In 2017, dozens of women protested by removing their headscarves with popular protests at the time also filing the streets in response to the economic crisis that had hit the country, of which various experts have claimed were exacerbated by Western sanctions related to Iran’s nuclear programme.
“I’m frustrated that no one is talking about sanctions and [how] the way the West has treated Iran for four decades has contributed to all of this,” Laleh added.
“If you are not Iranian, you are not in a position to criticise or understand Iran in isolation from what the West has been doing to Iran for four decades. The rest of the criticism and decisions should be left to Iranians and it does not help the cause when there is massive Western hijacking of it.”
At the start of the ongoing protests, the Biden administration sanctioned Iran’s so-called “morality police” for the abuses and violence against Iranian women and protesters.
Sanctions have been imposed on Iran since 1979, since the succession of the government lead by Ayatollah Khomeini.
The overwhelming majority of sanctions have been imposed by the United States, though other entities such as the European Union, Australia and Canada also have a history of blacklisting Iran.
Since former US President Donald Trump pulled out of the Iran nuclear deal in 2015, various sectors of the Iranian economy have been under heavy US sanctions.
Certain reports have detailed how the sanctions on Iran only disadvantage Iranians, causing food and medicine shortages.

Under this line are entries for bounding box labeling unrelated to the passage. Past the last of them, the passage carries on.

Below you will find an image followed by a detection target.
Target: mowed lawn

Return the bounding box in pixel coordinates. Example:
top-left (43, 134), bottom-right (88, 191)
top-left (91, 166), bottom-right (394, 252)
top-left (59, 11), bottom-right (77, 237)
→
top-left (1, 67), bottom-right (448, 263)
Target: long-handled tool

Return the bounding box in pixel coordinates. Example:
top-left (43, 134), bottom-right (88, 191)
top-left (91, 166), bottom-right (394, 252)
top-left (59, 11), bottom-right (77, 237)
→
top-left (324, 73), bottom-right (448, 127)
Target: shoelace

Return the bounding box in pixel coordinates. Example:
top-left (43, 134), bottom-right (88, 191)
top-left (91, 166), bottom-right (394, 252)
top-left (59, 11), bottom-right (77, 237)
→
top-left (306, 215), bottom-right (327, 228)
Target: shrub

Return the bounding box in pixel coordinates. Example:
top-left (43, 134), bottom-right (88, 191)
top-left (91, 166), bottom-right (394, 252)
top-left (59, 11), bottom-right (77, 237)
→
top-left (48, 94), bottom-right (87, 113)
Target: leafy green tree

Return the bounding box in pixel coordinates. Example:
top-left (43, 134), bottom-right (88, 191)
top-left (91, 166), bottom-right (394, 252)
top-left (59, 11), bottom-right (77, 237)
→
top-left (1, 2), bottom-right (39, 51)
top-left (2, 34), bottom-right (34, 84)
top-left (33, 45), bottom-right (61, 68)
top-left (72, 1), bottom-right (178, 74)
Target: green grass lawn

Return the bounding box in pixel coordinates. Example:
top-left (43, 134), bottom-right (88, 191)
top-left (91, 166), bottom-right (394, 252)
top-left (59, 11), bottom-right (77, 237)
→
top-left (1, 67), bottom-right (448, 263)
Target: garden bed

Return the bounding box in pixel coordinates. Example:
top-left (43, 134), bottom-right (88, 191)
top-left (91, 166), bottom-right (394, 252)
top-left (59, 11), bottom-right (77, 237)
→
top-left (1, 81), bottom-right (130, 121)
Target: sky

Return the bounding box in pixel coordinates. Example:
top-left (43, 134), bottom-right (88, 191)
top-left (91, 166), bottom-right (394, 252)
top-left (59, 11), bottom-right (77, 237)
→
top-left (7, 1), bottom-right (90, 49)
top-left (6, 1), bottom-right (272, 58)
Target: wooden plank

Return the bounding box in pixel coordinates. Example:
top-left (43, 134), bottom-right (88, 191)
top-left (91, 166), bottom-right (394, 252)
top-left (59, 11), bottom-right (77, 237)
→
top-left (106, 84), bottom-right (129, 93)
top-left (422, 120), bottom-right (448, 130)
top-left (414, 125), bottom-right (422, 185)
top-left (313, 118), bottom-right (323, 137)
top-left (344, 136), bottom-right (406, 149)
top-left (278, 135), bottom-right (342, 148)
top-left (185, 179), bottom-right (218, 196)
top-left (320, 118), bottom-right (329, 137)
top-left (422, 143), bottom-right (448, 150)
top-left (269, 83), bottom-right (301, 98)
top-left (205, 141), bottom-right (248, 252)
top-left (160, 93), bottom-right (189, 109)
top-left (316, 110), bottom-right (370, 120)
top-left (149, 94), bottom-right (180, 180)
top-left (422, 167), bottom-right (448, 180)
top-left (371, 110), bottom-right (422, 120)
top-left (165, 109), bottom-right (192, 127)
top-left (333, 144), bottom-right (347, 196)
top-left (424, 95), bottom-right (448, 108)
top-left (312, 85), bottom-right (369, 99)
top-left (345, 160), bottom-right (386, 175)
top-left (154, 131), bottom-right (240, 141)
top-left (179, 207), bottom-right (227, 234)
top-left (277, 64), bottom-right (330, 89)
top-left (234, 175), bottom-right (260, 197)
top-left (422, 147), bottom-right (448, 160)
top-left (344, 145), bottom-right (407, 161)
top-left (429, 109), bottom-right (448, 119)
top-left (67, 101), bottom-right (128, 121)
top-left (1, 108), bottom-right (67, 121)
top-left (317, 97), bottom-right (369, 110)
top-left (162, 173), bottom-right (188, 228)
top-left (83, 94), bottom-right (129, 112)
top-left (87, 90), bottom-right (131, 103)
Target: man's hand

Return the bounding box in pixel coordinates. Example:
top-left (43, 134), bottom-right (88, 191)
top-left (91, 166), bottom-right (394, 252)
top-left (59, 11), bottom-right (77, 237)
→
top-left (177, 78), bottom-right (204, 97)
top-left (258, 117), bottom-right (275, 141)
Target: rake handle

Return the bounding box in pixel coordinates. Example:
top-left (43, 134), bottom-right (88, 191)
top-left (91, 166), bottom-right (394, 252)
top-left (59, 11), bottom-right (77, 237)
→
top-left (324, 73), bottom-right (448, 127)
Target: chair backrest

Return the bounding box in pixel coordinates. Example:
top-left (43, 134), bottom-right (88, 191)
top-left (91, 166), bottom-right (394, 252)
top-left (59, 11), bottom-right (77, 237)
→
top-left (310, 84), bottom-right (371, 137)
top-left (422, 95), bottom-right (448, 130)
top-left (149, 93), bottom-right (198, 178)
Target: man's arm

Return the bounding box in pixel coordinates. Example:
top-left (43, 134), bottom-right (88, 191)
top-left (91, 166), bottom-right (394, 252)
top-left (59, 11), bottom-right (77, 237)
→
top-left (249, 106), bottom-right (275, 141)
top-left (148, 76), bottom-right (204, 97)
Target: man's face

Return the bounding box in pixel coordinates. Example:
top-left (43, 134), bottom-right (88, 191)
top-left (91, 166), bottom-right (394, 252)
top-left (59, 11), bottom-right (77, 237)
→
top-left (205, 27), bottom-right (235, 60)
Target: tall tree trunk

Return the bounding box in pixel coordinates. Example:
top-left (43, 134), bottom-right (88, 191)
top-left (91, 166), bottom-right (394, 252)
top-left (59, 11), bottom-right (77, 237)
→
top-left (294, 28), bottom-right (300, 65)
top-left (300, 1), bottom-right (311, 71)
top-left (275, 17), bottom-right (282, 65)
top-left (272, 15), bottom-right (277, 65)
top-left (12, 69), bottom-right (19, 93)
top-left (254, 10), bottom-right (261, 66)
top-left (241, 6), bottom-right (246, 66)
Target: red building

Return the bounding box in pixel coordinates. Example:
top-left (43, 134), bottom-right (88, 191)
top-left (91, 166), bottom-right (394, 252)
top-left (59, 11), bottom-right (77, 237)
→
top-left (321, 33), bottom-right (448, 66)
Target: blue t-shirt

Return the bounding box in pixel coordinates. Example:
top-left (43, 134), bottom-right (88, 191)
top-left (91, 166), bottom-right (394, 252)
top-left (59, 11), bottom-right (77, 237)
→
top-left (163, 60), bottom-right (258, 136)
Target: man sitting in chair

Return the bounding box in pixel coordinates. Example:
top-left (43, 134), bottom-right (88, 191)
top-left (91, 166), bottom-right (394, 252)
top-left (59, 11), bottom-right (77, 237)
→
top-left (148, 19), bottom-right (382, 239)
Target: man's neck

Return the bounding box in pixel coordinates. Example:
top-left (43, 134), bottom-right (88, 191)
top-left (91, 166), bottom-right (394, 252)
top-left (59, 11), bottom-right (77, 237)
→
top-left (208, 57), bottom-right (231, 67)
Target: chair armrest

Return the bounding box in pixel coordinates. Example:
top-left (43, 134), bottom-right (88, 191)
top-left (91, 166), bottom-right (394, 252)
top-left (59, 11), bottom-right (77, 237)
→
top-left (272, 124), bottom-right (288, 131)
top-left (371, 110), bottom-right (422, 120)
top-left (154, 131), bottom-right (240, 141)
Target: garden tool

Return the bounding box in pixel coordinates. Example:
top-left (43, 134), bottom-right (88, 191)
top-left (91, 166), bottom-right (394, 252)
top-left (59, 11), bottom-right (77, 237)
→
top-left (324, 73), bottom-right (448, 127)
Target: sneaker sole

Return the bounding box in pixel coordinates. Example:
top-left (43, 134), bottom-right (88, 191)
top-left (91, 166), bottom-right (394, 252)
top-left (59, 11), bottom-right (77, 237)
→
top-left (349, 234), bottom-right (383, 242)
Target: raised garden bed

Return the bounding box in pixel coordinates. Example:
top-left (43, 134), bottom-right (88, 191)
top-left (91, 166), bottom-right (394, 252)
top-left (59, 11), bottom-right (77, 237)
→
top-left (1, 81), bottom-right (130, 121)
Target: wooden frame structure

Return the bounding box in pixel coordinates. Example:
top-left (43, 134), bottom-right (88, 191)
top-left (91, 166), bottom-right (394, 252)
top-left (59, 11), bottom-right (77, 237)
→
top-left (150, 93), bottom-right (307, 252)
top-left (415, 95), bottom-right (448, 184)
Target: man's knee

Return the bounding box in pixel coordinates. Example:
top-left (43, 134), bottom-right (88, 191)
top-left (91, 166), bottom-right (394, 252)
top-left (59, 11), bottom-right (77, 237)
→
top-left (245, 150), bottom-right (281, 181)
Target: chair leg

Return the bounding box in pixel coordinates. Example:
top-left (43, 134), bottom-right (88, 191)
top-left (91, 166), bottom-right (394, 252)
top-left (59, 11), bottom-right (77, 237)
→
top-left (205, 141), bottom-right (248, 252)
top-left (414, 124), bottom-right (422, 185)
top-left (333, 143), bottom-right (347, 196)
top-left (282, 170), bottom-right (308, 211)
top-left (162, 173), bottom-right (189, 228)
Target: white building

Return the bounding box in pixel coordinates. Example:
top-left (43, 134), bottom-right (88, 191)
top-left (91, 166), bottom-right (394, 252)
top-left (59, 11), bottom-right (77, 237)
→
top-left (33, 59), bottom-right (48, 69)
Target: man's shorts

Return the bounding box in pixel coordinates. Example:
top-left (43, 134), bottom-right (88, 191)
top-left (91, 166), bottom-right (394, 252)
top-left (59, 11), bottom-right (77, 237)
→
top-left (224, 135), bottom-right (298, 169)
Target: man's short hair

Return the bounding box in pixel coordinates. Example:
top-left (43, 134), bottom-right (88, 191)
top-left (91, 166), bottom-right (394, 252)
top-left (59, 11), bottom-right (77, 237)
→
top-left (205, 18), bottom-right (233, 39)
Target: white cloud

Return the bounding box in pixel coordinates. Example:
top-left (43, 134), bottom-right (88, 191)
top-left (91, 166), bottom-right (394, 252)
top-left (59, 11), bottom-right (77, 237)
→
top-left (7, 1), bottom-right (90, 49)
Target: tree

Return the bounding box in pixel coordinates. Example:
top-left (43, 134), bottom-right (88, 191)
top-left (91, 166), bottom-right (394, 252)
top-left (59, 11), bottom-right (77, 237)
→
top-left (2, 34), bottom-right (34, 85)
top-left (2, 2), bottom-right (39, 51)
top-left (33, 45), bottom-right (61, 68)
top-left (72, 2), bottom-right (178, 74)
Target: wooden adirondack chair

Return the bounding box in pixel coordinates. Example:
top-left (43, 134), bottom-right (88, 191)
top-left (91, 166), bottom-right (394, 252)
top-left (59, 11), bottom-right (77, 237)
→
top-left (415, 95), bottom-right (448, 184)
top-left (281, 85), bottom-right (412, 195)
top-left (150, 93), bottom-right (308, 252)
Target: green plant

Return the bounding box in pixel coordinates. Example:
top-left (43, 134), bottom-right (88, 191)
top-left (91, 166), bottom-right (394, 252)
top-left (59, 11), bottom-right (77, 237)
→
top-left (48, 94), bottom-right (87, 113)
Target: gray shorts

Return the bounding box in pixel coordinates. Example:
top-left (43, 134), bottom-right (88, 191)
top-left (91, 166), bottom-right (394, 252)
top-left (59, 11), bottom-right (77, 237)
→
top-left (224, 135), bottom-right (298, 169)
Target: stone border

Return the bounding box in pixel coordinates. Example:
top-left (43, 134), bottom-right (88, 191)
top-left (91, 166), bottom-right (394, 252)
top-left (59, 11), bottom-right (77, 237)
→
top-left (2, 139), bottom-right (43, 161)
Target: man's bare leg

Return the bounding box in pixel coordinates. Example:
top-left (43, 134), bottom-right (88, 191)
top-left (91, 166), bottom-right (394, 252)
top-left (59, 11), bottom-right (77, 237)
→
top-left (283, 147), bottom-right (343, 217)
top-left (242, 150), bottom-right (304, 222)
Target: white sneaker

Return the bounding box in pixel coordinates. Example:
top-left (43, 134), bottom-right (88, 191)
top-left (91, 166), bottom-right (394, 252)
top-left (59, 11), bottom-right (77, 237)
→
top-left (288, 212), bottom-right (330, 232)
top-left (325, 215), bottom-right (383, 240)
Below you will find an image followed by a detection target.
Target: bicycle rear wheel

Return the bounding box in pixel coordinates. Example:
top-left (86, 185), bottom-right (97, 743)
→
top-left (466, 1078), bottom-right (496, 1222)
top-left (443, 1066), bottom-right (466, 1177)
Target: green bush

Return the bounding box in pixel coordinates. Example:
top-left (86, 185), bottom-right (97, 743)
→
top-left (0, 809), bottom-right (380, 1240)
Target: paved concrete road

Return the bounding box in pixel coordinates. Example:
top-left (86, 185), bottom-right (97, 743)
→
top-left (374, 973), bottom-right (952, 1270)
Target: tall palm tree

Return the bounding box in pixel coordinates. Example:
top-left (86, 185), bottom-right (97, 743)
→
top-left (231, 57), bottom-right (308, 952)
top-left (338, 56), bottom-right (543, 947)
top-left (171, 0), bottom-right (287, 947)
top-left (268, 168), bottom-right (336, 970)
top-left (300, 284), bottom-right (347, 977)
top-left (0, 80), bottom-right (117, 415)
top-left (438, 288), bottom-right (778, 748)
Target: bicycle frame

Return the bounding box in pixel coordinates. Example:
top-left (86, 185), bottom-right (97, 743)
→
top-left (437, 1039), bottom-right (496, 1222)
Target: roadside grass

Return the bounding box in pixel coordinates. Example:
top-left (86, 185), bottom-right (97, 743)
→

A recent United Nations report found that the US sanctions have led to the deaths of patients with rare diseases, as they block the supply of life-saving medicines and medical equipment required to treat certain types of cancer, thalassemia, haemophilia, leukaemia, multiple sclerosis and epidermolysis bullosa (EB).
Double standards?
Amini’s death has ignited conversations about increased Islamophobia and support for “hijab bans” in countries such as France, Denmark and India.
France, a nation plagued by rampant Islamophobia despite being home to the largest Muslim population in western Europe, is part of this past and present having long waged a war against the hijab, banning them (along with other visible religious symbols) from French public schools in 2004, then outlawing full-face coverings from public places in 2010. Just last month, the French Senate introduced an “anti-separatism” amendment that would ban minors from wearing “any conspicuous religious sign” ― like headscarves.
“For western media outlets rightfully amplifying the protests in Iran, why do you perpetually neglect and not cover the violent Islamophobia in India,” Law professor Khaled Beydoun asked, calling out the double standards in supporting the freedom of expression of women in particular.
“The west always picks and chooses who to support, they are not the best when it comes to freedom and humanity. But if we criticise the west, we should also criticise the Muslims. Muslims also pick and choose, so they aren’t better than the west. For instance, Muslims are silent and are not supporting the Iranian movement,” Ava noted.
Unlike the US, countries in the Arab world have not directly condemned the death of Mahsa Amini amidst or ongoing protests, with key Arab nations still silent about Iran’s current political upheaval.
When asked about the recent protests, Qatar’s Foreign Minister Mohammed bin Abdulrahman Al Thani said that his country’s country rejects the use of force against the protesters, stressing that Qatar does not interfere with the internal affairs of other nations.
He further noted that Doha enjoys good relations with Tehran as a neighbouring country and wants to use this relationship for the interest and stability of the region.
*Names of the interviewees have all been changed to pseudonyms to maintain their anonymity.